First Author  Shao Y Year  2004
Journal  J Biol Chem Volume  279
Issue  42 Pages  43646-53
PubMed ID  15304502 Mgi Jnum  J:119327
Mgi Id  MGI:3701759 Doi  10.1074/jbc.M404082200
Citation  Shao Y, et al. (2004) Differential regulation of the B cell receptor-mediated signaling by the E3 ubiquitin ligase Cbl. J Biol Chem 279(42):43646-53
abstractText  The E3 ubiquitin ligase Cbl has been implicated in intracellular signaling pathways induced by the engagement of the B cell antigen receptor (BCR) as a negative regulator. Here we showed that Cbl deficiency results in a reduction of B cell proliferation.
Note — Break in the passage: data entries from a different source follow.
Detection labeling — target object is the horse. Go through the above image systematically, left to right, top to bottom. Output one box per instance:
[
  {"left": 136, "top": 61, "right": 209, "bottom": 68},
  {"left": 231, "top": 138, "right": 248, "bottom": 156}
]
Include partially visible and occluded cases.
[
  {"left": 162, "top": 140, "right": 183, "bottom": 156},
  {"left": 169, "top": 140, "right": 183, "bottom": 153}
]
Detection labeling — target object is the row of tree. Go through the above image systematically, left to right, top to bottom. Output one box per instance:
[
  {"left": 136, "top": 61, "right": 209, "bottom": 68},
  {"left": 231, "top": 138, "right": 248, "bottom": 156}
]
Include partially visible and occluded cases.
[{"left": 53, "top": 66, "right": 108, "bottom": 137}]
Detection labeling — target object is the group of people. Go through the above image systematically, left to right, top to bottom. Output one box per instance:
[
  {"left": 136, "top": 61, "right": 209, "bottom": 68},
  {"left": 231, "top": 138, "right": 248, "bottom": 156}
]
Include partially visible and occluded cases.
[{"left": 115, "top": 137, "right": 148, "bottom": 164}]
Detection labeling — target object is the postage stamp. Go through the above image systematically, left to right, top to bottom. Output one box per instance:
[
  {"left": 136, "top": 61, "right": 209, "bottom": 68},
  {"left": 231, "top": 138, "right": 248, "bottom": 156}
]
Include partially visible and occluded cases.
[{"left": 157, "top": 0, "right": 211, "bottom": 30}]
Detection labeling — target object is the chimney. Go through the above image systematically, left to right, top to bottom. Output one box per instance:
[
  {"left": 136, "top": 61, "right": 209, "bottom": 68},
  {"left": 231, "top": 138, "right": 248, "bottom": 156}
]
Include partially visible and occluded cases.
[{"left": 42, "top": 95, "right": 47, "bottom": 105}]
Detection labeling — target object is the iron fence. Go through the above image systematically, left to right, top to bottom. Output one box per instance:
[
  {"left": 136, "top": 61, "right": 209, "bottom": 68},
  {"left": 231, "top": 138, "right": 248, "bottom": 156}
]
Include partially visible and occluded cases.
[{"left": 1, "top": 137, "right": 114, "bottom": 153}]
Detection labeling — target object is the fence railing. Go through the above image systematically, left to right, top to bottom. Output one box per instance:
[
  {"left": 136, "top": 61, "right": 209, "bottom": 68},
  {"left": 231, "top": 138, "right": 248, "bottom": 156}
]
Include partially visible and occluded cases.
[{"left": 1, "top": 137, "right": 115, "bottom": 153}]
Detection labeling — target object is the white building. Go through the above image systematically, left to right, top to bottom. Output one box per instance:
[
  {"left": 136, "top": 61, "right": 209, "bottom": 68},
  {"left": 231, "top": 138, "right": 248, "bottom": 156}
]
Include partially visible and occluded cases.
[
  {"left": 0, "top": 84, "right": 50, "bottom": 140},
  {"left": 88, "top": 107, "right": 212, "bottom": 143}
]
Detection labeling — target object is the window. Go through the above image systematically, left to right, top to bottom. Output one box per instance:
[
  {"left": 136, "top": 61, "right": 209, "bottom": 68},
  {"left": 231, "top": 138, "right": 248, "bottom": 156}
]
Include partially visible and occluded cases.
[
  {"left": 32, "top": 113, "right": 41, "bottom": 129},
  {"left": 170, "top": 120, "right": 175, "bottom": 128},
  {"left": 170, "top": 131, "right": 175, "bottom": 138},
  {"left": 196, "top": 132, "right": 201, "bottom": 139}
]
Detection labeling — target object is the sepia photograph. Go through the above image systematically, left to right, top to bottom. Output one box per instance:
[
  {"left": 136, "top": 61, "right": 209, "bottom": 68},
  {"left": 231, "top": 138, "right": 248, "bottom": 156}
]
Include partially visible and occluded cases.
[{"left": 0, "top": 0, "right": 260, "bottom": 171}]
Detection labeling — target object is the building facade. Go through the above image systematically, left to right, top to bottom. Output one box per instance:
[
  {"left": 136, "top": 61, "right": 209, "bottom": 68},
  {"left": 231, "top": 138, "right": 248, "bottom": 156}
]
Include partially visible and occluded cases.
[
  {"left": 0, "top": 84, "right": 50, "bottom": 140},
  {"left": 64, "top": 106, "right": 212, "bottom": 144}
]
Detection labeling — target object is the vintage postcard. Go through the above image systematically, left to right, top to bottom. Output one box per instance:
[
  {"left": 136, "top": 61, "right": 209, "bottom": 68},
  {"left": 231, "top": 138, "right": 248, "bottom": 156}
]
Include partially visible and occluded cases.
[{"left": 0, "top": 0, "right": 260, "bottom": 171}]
Cbl-/- B cells show impaired tyrosine phosphorylation, reduced Erk activation, and attenuated calcium mobilization in response to BCR engagement. The phosphorylation of Syk and Btk is also down-modulated. Interestingly, Cbl-/- B cells display enhanced BCR-induced phosphorylation of CD19 and its association with phosphatidylinositol 3-kinase. Importantly, Lyn kinase activity is up-regulated in Cbl-/- B cells, which correlates inversely with the Cbl-mediated ubiquitination of Lyn. Because Lyn has both negative and positive roles in B cells, our results suggested that Cbl differentially modulates the BCR-mediated signaling pathways through targeting Lyn ubiquitination, which affects B cell development and activation.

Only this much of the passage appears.